Fifth grade students rule the stock market


Judging from the money they've made in this volatile market, members of the stock club at Westborough Middle School in South San Francisco may be more savvy than real life traders... and they're only in the fifth grade.

The club has won so many student stock market competitions over the years, there's not enough room on the classroom walls for all the plaques. This year, the club will undoubtedly win again.

With make-believe seed money of $100,000, these young capitalists made a profit of $50,000 in just 12 weeks.

"My favorites are the really small companies, cause they tend to shoot up and down so you either make a lot of money or lose a lot of money," says Nolan Isozaki.

"We just looked up the biggest gainers and we risked a lot," says Nicholas Cheng.

That included selling short -- the risky practice of making money from stocks when they drop in value.

"We did some short-selling, like if we thought if one stock was really high and thought it was maybe going to come down, something like that," says Mohanad Alazzeh.
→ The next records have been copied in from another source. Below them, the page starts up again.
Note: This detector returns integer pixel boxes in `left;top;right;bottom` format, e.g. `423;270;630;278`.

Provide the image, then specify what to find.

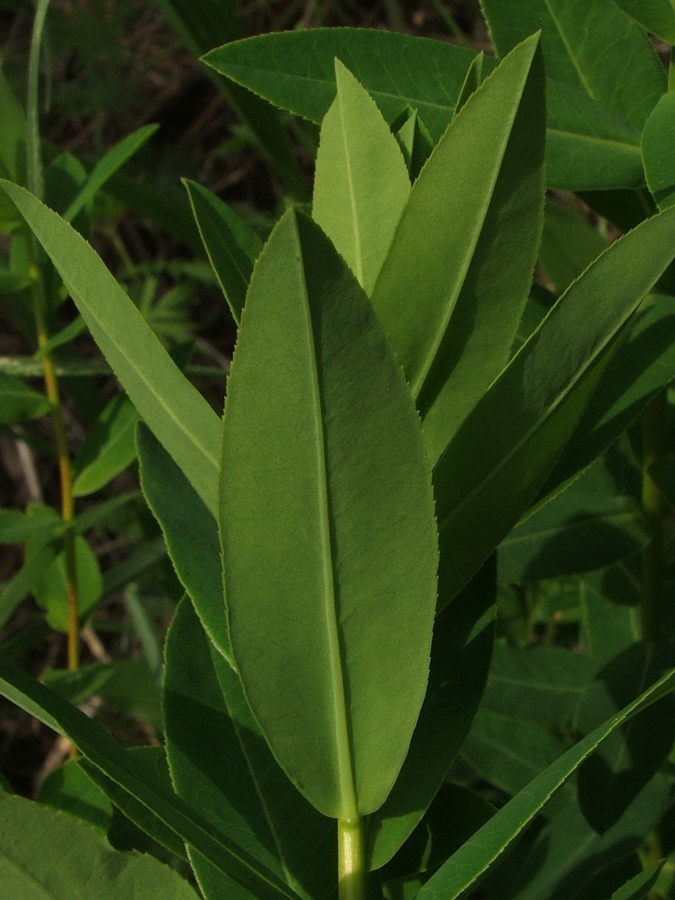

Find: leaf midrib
295;221;358;821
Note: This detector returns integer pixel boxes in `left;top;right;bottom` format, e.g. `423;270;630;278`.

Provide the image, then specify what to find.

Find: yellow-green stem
338;819;366;900
642;391;667;641
29;251;80;671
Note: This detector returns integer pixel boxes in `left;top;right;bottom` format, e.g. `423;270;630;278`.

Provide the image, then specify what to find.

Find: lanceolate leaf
2;181;220;510
481;0;666;131
203;28;484;140
434;209;675;603
417;672;675;900
220;211;437;819
642;91;675;209
164;601;336;900
136;423;232;660
0;663;297;900
372;31;544;461
183;179;262;324
312;60;410;295
541;294;675;496
204;22;644;190
0;795;197;900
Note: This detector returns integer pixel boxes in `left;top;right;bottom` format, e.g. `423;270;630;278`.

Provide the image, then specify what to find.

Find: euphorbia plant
0;3;675;900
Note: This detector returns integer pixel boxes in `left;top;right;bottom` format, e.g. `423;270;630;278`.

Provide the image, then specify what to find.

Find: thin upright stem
338;819;366;900
28;250;80;671
642;391;667;641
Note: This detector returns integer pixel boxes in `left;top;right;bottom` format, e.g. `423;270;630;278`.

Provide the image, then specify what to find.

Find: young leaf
220;211;437;819
202;28;484;140
499;466;650;583
610;859;666;900
642;92;675;209
0;662;297;900
372;31;544;462
164;601;336;900
391;108;434;181
434;209;675;603
312;59;410;296
416;660;675;900
1;182;220;511
63;125;159;222
481;0;666;131
136;423;232;660
0;795;197;900
183;178;262;324
577;644;675;834
73;394;138;497
368;559;495;869
541;294;675;497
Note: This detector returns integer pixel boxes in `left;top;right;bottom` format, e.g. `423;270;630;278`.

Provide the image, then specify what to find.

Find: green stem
28;246;80;671
642;391;667;641
338;819;366;900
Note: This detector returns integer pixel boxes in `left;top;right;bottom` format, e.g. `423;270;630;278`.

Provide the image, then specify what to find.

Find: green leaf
183;178;262;324
63;125;159;222
136;424;232;660
614;0;675;44
372;37;544;462
485;776;668;900
31;535;103;633
610;859;666;900
2;182;220;511
0;373;51;425
0;506;64;544
417;660;675;900
0;796;197;900
546;73;644;190
203;28;484;140
0;663;297;900
579;564;642;665
164;602;337;900
541;294;675;496
481;0;666;131
499;466;650;583
73;394;138;497
391;108;434;181
312;59;410;296
577;644;675;834
220;211;437;819
642;91;675;209
368;559;495;869
538;200;607;294
461;643;595;794
42;663;114;705
155;0;307;199
36;759;113;832
434;203;675;603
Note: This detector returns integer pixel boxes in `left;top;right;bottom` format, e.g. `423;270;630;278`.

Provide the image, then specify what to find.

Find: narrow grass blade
2;182;220;512
0;663;297;900
220;211;437;820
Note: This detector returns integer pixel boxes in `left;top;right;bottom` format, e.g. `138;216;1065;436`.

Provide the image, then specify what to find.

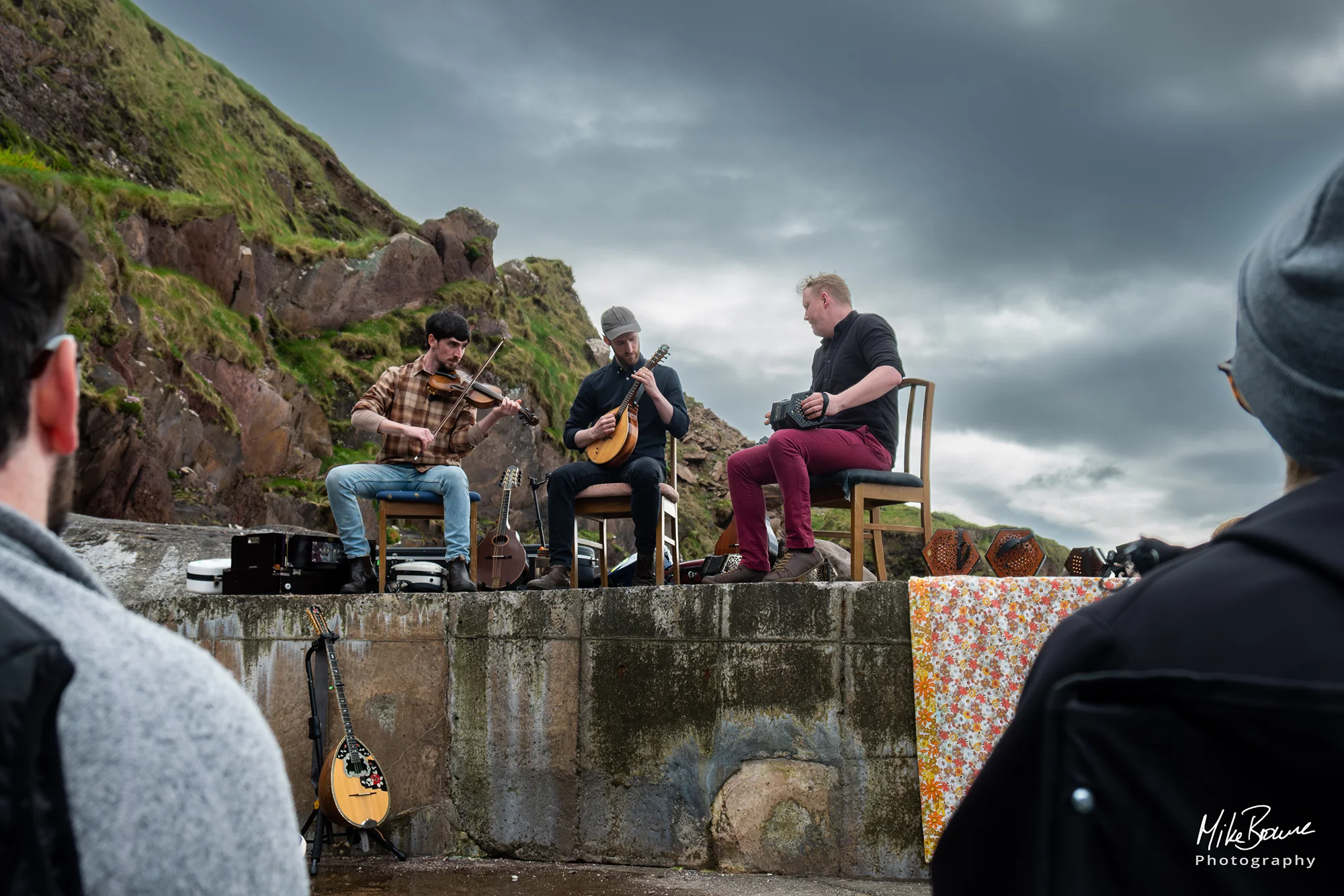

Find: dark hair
0;181;86;463
425;309;472;343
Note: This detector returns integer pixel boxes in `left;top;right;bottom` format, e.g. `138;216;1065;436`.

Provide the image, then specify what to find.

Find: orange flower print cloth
910;575;1125;861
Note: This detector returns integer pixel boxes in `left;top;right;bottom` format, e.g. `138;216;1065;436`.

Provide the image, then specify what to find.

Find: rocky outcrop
711;759;840;875
263;234;445;333
419;208;500;283
499;258;540;298
116;208;505;333
192;356;332;478
116;215;255;305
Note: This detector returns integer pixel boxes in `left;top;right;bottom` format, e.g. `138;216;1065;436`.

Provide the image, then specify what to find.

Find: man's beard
47;454;75;535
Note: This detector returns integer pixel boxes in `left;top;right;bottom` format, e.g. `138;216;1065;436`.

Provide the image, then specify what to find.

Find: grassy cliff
0;0;410;249
0;0;1064;575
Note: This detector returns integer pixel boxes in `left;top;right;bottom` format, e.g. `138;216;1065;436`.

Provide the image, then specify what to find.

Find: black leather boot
448;559;476;591
632;551;657;584
340;556;378;594
523;566;570;591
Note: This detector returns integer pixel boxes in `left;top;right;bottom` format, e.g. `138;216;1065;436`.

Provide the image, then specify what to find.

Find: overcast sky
141;0;1344;547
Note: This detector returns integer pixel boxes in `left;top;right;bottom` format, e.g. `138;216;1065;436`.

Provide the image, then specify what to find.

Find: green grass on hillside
0;0;410;244
273;258;597;442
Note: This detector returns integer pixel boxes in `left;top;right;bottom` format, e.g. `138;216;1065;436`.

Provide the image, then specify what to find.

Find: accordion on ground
770;392;831;431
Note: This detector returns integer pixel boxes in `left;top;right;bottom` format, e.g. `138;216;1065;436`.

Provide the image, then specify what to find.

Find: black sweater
564;355;691;465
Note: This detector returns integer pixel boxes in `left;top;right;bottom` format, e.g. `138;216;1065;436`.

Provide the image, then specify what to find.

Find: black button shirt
812;312;906;459
564;355;691;466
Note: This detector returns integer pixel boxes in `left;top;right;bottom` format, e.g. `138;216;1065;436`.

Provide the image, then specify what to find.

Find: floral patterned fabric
910;575;1125;861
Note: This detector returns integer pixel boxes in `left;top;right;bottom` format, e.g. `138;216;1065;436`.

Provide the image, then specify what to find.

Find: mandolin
308;606;391;827
476;465;527;591
589;345;671;470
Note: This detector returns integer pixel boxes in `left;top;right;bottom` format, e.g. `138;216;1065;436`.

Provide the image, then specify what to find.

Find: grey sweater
0;504;308;896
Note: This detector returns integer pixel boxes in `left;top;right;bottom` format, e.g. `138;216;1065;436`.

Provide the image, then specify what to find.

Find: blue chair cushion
374;492;481;504
808;470;923;500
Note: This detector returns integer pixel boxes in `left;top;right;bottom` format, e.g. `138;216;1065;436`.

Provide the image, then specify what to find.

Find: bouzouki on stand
589;345;671;470
476;465;527;591
308;606;391;829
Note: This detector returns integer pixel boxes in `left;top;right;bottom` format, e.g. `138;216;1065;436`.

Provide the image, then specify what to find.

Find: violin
427;369;539;426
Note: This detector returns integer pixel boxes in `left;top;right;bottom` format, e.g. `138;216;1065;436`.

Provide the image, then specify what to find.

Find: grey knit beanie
1232;165;1344;472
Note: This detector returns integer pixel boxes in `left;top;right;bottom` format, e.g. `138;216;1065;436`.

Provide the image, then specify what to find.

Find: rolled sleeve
349;367;399;426
564;368;605;451
349;407;387;433
655;367;691;439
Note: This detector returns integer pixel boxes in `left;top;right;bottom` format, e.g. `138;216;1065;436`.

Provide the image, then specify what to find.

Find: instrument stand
527;473;551;575
298;634;406;876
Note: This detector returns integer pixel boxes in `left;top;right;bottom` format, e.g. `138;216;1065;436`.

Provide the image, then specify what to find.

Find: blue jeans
327;463;472;560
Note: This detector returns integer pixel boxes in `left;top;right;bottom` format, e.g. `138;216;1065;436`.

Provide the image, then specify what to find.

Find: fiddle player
527;306;691;588
704;274;905;584
327;310;521;594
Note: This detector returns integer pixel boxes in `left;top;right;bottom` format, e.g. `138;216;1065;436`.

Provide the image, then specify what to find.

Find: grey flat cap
1232;158;1344;472
602;305;640;339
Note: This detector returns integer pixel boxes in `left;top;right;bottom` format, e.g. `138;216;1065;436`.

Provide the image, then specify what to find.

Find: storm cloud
141;0;1344;545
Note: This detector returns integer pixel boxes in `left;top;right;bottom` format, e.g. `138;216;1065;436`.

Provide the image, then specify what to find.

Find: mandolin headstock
305;604;336;638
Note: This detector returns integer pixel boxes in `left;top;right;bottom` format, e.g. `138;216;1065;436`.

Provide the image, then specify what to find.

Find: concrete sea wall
134;582;927;879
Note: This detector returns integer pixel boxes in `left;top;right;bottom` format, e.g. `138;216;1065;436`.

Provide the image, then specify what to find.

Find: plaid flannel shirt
351;355;487;473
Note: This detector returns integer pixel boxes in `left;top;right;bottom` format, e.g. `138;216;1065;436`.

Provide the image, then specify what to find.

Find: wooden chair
570;439;681;588
810;377;933;582
374;492;481;594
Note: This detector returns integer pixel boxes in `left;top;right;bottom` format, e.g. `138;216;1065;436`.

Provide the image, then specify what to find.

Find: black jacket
564;355;691;466
812;312;906;461
0;598;81;896
933;470;1344;896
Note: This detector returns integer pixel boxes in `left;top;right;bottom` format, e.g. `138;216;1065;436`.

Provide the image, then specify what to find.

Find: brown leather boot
340;556;378;594
703;566;766;584
523;566;570;591
630;551;659;586
761;548;827;582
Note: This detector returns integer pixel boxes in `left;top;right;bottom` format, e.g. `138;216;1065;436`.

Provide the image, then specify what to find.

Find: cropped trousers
727;426;891;571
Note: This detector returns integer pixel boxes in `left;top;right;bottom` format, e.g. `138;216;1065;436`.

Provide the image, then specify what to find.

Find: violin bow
411;337;508;462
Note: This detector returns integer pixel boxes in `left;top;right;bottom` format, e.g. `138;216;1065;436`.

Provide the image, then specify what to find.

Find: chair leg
597;517;607;588
378;501;387;594
653;496;667;584
868;508;887;582
570;513;579;588
849;485;863;582
466;501;481;582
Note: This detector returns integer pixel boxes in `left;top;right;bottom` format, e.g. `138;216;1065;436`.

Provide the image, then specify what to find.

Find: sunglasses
1218;359;1255;416
28;333;79;380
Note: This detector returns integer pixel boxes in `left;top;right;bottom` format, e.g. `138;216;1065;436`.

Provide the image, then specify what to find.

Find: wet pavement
313;857;933;896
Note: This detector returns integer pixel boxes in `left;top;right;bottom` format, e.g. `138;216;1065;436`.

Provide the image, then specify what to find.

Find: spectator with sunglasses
933;165;1344;896
0;181;308;895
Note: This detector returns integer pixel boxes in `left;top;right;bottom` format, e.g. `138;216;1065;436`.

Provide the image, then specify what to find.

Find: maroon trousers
728;426;891;571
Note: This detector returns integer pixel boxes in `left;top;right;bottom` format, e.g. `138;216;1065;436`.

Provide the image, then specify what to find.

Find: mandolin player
327;310;521;594
527;306;691;588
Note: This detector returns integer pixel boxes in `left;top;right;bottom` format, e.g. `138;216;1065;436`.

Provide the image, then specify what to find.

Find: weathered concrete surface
313;850;933;896
126;582;927;879
60;513;329;607
710;759;840;875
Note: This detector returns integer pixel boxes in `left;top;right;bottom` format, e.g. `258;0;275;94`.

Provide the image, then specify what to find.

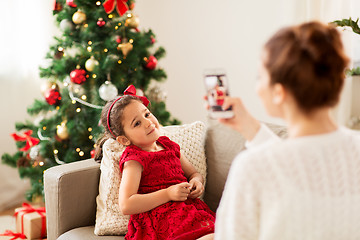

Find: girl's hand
189;178;204;198
219;97;260;141
166;182;190;201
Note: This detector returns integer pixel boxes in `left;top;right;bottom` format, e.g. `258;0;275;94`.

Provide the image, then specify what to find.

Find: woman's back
217;128;360;240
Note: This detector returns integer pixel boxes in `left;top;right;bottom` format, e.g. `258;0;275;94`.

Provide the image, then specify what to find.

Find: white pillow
94;121;206;235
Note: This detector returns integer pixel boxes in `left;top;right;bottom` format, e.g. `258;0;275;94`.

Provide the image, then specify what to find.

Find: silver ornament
99;81;118;101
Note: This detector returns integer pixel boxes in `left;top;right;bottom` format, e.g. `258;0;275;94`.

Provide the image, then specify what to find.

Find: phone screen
204;73;233;118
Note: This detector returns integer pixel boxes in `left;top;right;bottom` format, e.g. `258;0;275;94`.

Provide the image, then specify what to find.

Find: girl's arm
119;160;190;215
180;154;204;198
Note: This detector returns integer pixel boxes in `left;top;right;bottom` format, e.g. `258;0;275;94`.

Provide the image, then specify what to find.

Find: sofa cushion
94;121;206;235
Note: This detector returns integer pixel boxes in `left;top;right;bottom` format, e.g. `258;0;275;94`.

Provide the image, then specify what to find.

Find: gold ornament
56;121;69;140
72;10;86;24
125;14;140;28
117;42;134;57
85;56;99;72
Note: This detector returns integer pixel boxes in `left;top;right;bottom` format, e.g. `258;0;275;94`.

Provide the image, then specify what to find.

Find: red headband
107;85;150;137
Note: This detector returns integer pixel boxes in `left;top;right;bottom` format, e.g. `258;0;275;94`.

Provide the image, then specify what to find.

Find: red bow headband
107;85;150;137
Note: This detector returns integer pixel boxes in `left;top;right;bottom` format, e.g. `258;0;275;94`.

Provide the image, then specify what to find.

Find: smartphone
204;69;234;118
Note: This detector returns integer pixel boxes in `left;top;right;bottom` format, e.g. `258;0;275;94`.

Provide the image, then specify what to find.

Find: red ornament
66;0;77;7
70;69;86;84
44;88;61;105
11;130;40;152
53;0;62;12
103;0;129;16
96;18;105;27
145;56;157;70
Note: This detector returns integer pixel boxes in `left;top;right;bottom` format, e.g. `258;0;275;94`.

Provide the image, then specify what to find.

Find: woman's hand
189;178;204;198
219;97;260;141
166;182;191;201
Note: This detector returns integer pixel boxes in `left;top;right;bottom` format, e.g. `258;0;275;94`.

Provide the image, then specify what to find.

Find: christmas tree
2;0;179;201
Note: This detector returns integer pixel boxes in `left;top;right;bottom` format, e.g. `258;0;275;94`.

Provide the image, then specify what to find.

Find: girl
215;22;360;240
94;86;215;240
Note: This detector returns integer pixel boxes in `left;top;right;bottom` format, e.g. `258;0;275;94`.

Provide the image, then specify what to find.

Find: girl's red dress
120;136;215;240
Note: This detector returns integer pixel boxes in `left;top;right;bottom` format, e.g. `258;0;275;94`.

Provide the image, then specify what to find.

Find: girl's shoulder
157;136;179;146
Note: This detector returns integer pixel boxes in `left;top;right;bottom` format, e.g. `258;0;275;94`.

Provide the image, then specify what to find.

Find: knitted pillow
94;121;206;235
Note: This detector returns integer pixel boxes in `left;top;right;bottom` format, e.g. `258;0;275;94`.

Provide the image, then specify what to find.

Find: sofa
44;120;287;240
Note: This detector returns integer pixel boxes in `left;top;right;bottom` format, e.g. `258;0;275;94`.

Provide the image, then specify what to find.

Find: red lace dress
120;136;215;240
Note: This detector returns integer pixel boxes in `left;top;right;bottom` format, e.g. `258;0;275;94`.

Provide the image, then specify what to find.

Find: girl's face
122;101;160;150
256;53;281;117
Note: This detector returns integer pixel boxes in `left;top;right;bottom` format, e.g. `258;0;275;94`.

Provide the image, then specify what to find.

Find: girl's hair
95;95;142;162
264;21;349;113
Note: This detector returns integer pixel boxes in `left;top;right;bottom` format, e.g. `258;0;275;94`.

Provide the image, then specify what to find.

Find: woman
215;22;360;240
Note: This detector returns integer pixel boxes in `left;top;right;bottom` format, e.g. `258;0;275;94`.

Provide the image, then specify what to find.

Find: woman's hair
95;95;142;162
264;22;349;113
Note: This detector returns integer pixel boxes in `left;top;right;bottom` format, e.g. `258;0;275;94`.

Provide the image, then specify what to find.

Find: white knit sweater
215;126;360;240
The young traders even made money from the March collapse of Bear Stearns. They bought the investment bank's stock when it plummeted to five dollars then sold it at eight when they got wind of the buyout.

"It actually went up to $12, so we still made money, but we could have made a little more," says Omar Bakir.

"They really get into it. They really get involved," says advisor Steve Patane.

Patane started the club 14 years ago to get students interested in math, but he never thought they'd have this much fun.

"Oh, these kids are funny. They'll jump for joy when they're making money, but all of sudden it will tick down a dime or so, and they're having a panic attack," says Patane.

The trading may be make-believe, but the kids take it seriously. They spend time researching their picks.

"You don't just buy some random stock that's going up. You have to look at what they're doing and what their company is about," says Nicholas Cheng.

"If you walk into say a Costco or something, and you see all these products, that tells you that world round they're pretty big, and the big companies, it takes more than one thing to make them fall," says Mohanad Alazzeh.

In competitions, their goal is to make as much money in 12 weeks, so they take big risks. But they have different advice for you and me.

Vic Lee: "Do you think you ought to be safer and more conservative in your stocks?" (All raise their hands)

And what were some of their favorite stock picks?

"I think the blue chips are the best, such as Disney," says Mohanad Alazzeh.

"I would say Microsoft and Yahoo," says Omar Bakir.

"GE cause it makes all our appliances and we need them," says Jason Leung.

The best advice the kids can give you in this up and down market is don't panic. A stuffed animal that sits atop their computer is a constant reminder to them that a bear can always turn into a bull.